Auditory deception through latent diffusion and text-to-speech models
Category: Data science
Location: Thun / Zurich / Lausanne
Contact:
Raphael Meier
Recent advances of deep learning models in text-to-audio and text-to-speech generation may pose new challenges and opportunities for generation of synthetic audio data. In particular, methods based on Contrastive Language-Image Pretraining (CLIP) [1] and latent diffusion models (LDMs) [2] enable the generation of diverse synthetic audio data in a zero-shot fashion. AudioLDM combines a modified version of CLIP for audio data (CLAP) with LDMs to generate audio data based on a given text prompt [3]. AudioLDM opens up many interesting applications including style transfer for audio and audio inpainting. Moreover, AudioLDM enables the synthesis of auditory context (e.g. the sound of someone speaking in a small room versus large hall). A combination of AudioLDM with recent text-to-speech models (e.g. PaddleSpeech [4]) may provide a sophisticated tool for threat actors to synthesize potentially deceptive audio data.
Goal
The goal of this project is to explore the capabilities of AudioLDM (and the more recent AudioLDM 2 [5]) for a range of applications in military deception and information warfare. In addition, recent text-to-speech models have to be reviewed and their potential combination with AudioLDM needs to be explored.
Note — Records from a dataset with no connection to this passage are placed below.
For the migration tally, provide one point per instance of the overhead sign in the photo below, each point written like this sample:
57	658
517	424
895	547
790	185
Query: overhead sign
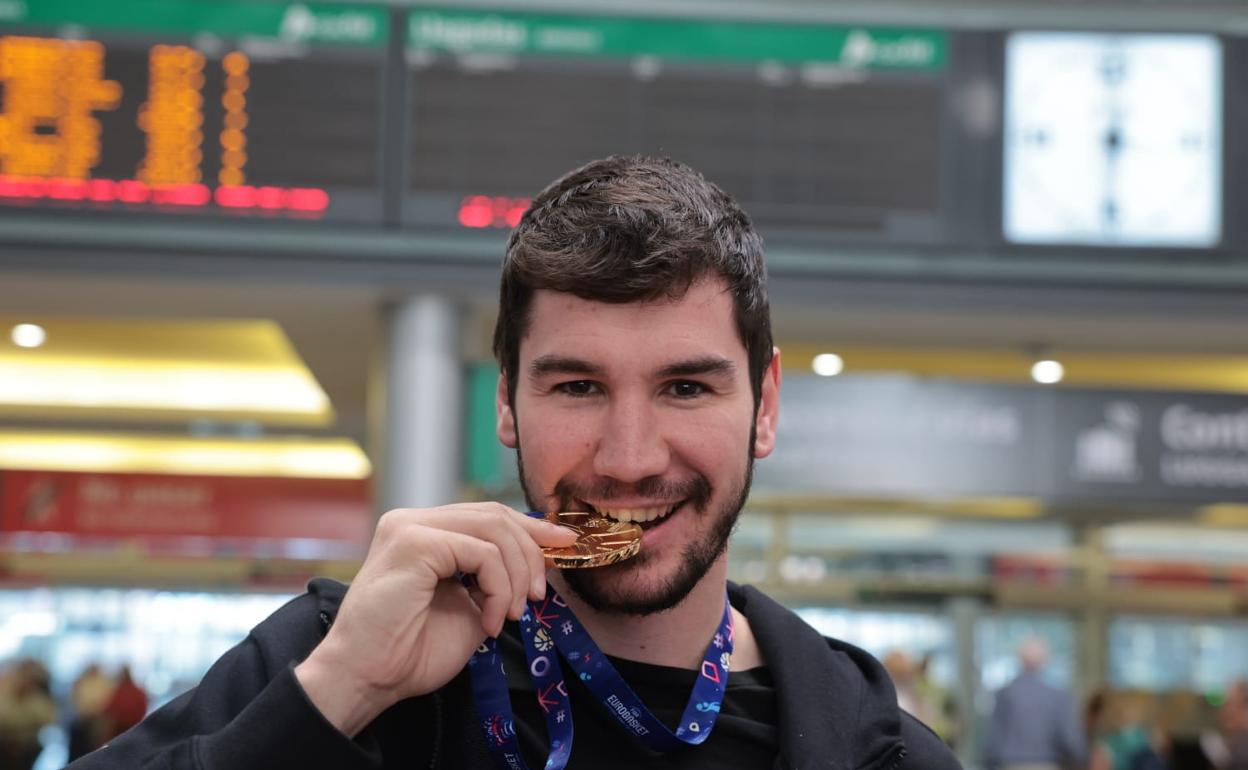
471	31
195	109
901	436
880	436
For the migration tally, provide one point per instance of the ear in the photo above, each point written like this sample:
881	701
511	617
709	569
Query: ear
769	408
506	426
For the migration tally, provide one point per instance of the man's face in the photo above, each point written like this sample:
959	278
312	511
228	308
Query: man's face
643	412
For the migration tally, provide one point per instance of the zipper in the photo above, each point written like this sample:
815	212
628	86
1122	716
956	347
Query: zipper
889	761
437	731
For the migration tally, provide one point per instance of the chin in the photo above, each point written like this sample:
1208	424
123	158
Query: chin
638	587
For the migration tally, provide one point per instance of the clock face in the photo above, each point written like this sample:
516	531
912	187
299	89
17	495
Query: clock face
1112	140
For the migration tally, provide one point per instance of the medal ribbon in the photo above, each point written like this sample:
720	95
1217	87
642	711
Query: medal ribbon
494	704
604	682
552	624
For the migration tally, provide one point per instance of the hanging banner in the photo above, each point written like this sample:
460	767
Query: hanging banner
129	506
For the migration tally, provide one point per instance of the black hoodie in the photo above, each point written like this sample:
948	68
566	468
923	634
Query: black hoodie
836	708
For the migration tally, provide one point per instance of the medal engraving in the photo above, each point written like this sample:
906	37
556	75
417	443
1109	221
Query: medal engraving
600	540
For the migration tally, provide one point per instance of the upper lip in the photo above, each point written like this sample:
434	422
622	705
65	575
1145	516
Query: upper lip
632	506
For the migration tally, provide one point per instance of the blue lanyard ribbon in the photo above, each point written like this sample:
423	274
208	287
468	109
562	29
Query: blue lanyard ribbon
552	624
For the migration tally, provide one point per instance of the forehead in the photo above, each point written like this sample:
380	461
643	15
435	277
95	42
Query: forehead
698	323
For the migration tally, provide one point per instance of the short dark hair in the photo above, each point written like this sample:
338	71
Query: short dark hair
628	230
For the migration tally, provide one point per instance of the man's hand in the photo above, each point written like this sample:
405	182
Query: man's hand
407	624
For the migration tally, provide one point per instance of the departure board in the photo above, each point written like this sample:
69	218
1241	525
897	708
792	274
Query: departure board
231	107
823	130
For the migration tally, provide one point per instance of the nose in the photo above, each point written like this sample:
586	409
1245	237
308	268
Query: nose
632	446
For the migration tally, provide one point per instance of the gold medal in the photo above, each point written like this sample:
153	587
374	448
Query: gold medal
599	542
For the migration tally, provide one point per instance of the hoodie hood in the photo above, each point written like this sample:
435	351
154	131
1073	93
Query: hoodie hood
840	710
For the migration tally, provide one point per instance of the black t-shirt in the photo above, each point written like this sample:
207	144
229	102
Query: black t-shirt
744	733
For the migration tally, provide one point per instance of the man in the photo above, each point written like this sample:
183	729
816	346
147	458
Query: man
639	383
1033	724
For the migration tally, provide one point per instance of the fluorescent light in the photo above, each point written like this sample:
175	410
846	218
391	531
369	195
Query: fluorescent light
295	457
1047	372
126	370
828	365
142	385
28	335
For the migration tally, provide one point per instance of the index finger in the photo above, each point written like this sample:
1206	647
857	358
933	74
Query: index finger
544	532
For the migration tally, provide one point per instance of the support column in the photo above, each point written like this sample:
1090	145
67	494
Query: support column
419	418
1093	625
965	613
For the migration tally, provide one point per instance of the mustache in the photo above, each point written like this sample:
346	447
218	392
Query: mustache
695	489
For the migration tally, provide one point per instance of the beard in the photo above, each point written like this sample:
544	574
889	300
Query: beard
605	588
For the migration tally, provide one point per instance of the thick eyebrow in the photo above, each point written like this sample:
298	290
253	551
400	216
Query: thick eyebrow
543	366
699	367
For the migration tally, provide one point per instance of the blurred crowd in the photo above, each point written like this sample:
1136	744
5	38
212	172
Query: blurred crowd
1033	724
1037	726
100	706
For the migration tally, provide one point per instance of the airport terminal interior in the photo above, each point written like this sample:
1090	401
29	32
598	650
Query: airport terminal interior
248	276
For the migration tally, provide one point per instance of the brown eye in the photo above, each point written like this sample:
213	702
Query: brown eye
687	389
578	388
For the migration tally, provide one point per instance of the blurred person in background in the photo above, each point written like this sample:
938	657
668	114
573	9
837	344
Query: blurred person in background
940	708
90	695
126	705
639	382
1033	724
1125	738
26	708
1231	748
904	672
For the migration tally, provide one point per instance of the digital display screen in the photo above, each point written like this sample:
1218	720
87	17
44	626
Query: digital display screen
811	129
243	109
1112	140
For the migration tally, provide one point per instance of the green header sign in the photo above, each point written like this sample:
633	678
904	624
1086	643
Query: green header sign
469	31
297	23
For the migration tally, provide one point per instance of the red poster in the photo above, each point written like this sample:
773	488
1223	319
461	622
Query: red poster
124	506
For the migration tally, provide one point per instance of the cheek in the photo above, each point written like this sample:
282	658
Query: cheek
553	447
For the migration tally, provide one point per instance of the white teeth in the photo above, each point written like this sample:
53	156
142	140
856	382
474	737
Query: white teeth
635	514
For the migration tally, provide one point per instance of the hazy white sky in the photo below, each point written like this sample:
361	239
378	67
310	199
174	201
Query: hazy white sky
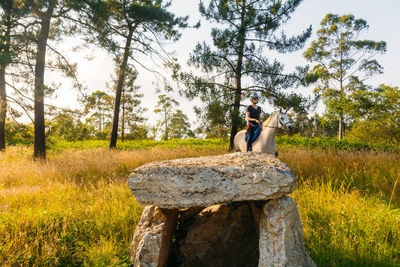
382	16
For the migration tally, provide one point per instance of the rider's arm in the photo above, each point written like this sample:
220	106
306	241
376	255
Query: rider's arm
248	117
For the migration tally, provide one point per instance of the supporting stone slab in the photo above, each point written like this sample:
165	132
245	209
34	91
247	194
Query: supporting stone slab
152	239
281	235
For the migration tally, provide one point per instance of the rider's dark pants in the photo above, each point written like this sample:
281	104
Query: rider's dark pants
250	134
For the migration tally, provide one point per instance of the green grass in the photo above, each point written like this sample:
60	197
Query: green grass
332	143
76	209
60	145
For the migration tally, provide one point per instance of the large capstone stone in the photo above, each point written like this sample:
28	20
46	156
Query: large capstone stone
206	181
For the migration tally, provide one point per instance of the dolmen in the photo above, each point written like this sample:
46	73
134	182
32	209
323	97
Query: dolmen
226	210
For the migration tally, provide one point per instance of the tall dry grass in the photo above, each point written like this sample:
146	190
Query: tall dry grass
349	204
75	208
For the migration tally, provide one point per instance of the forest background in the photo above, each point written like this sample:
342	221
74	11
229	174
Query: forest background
69	204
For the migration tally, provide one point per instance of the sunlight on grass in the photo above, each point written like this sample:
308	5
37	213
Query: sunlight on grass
76	209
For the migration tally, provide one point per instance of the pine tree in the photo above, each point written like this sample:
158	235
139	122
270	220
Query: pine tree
344	62
236	66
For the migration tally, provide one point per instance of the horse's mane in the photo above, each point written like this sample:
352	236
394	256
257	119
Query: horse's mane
270	118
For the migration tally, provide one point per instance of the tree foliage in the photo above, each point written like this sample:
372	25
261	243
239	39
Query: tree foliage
165	107
128	29
235	65
377	115
343	62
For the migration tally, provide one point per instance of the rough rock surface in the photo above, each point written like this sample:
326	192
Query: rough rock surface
152	237
281	235
219	236
206	181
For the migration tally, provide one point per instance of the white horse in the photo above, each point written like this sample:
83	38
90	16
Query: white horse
266	141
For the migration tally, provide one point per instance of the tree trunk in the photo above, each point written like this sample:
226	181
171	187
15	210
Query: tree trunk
40	137
3	93
166	127
123	118
114	133
340	133
238	79
3	107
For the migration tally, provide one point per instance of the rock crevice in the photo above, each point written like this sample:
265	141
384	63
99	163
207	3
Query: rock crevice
227	210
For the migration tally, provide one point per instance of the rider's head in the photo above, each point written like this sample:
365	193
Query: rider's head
254	97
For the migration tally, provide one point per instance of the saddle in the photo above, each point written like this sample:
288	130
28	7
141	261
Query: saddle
256	134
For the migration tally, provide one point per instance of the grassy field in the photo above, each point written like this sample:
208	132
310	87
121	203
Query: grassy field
75	209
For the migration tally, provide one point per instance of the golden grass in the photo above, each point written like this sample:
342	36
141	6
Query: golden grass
75	208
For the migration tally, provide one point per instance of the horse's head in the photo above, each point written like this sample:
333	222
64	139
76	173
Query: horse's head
284	121
281	121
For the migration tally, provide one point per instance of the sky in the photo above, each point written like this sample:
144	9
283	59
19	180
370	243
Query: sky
382	17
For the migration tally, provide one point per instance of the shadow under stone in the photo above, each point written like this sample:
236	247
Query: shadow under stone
220	235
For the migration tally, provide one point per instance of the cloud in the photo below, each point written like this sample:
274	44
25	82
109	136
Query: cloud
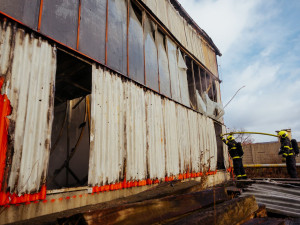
260	43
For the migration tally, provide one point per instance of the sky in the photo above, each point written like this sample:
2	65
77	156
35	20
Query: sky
260	45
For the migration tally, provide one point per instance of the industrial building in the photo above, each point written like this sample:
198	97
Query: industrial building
103	99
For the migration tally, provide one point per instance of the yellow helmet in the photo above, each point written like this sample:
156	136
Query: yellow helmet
230	138
282	134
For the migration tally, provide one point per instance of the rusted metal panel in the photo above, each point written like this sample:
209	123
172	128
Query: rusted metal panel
151	63
60	20
162	13
92	29
116	37
176	24
136	44
225	150
152	4
29	85
26	11
139	133
163	65
173	67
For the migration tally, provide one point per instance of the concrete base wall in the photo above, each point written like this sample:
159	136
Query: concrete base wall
69	200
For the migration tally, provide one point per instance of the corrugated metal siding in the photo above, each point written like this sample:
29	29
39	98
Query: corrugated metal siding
279	198
190	39
5	46
30	76
107	123
154	136
225	150
135	132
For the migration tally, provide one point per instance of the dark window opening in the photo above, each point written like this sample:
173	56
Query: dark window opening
69	154
191	82
220	153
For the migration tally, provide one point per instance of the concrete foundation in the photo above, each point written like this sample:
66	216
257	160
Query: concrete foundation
58	202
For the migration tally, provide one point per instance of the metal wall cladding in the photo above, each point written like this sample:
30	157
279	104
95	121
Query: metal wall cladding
225	150
29	66
190	39
278	196
138	134
26	11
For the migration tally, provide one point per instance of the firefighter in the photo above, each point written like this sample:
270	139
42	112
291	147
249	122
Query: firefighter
288	153
236	152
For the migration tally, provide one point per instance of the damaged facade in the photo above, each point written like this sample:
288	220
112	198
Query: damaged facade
104	95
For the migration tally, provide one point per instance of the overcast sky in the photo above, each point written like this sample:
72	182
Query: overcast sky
260	45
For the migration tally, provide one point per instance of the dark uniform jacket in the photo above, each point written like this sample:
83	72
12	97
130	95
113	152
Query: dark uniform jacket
286	147
235	148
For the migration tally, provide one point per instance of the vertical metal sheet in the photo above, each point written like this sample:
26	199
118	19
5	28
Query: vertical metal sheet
176	24
225	150
173	67
183	82
136	44
195	141
151	64
183	135
155	136
152	4
163	65
6	39
162	13
26	11
92	29
107	128
30	88
60	20
117	35
135	132
171	140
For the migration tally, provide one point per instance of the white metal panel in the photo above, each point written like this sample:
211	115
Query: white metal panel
213	149
155	136
183	135
152	4
173	67
184	88
135	132
162	13
171	140
5	46
225	150
30	88
107	126
194	140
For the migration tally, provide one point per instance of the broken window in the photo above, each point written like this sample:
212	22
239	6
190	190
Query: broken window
136	44
69	154
191	82
117	35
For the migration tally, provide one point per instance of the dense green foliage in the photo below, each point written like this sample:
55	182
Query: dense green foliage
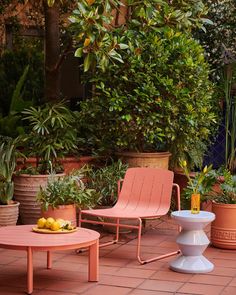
7	168
151	90
50	135
12	65
66	190
104	181
158	98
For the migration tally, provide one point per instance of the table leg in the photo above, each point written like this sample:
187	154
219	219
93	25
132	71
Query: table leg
93	262
49	260
29	270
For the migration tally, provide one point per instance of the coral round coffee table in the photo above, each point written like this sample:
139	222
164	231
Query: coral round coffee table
22	237
192	242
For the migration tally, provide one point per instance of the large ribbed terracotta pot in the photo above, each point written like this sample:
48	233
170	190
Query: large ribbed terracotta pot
154	160
66	212
223	228
26	188
9	214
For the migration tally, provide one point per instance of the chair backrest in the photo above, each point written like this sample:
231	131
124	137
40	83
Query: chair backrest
146	189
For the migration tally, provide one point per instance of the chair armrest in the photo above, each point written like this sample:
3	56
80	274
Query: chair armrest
175	185
119	182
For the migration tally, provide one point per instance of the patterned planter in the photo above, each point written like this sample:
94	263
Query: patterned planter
223	228
9	214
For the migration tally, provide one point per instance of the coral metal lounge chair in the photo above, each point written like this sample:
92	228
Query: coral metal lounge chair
144	193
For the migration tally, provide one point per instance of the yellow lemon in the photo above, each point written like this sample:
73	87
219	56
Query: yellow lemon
49	222
41	222
55	226
87	42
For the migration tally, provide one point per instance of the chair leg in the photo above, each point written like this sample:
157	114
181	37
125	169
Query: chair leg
116	237
141	261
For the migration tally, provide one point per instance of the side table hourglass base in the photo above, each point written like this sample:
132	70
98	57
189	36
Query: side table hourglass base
192	242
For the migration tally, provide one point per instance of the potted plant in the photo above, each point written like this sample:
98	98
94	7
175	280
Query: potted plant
223	232
198	186
104	181
9	209
151	92
62	195
49	138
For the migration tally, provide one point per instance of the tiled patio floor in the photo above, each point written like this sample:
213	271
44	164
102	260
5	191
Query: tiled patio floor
120	273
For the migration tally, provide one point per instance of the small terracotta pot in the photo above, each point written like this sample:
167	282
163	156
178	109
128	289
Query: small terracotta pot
9	214
223	228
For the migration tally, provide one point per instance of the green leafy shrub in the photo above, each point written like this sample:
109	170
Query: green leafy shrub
159	98
12	65
50	135
66	190
104	181
8	155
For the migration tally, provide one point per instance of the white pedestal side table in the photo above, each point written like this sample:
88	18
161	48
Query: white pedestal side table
192	242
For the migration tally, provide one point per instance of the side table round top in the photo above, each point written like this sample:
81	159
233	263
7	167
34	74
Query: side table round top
202	216
22	236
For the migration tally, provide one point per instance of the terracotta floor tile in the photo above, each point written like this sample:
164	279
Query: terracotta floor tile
134	273
113	261
202	289
120	272
76	287
224	262
229	291
103	290
7	259
170	275
147	292
48	292
233	283
12	290
120	281
224	271
70	266
159	285
210	279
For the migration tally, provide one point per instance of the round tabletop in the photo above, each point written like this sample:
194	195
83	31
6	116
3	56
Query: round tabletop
202	216
22	236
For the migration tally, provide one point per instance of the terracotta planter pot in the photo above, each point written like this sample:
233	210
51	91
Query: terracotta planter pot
155	160
9	214
26	188
20	163
223	228
66	212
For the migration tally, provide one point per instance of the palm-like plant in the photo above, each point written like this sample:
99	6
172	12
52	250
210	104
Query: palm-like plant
7	168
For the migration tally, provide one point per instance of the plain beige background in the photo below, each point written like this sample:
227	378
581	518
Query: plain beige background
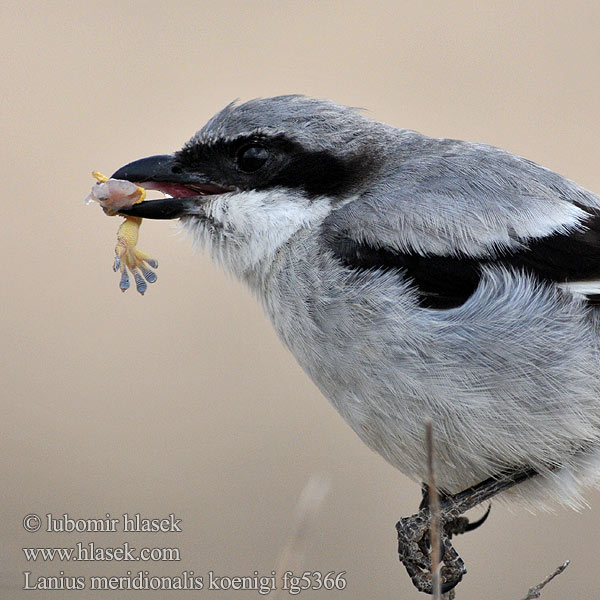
183	401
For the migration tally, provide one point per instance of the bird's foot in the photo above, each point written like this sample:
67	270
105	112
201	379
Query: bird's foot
414	550
414	547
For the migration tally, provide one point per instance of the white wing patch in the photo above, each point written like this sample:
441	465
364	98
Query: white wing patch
581	288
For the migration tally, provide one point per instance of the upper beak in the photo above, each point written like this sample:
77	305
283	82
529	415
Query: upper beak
162	173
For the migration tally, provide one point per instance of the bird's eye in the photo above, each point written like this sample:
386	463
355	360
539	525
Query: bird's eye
252	158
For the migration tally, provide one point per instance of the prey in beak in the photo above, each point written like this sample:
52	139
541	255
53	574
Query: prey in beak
162	172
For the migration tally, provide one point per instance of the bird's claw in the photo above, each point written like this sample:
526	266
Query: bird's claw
414	553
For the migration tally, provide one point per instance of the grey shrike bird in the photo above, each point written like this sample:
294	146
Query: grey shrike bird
412	278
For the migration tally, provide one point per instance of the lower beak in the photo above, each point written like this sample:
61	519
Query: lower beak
161	172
The final outcome of the project is a demonstrator illustrating a set of well-defined threat scenarios involving synthetic audio generation.
Requirements
- Good programming skills (Python)
- Basic knowledge of machine learning
- Interest in social cybersecurtiy
- Knowledge in sound engineering is a plus
If you are interested and want to hear more about the project, please contact us.
References
[1] Radford, Alec, et al. “Learning transferable visual models from natural language supervision.” International conference on machine learning. PMLR, 2021.
[2] Rombach, Robin, et al. “High-resolution image synthesis with latent diffusion models.” Proceedings of the IEEE/CVF Conference on Computer Vision and Pattern Recognition. 2022.
[3] Liu, Haohe, et al. “AudioLDM: Text-to-Audio Generation with Latent Diffusion Models.” arXiv preprint arXiv:2301.12503 (2023).
[4] Zhang, Hui, et al. “PaddleSpeech: An Easy-to-Use All-in-One Speech Toolkit.” arXiv preprint arXiv:2205.12007 (2022).
[5] Liu, Haohe, et al. “AudioLDM 2: Learning holistic audio generation with self-supervised pretraining.” arXiv preprint arXiv:2308.05734 (2023).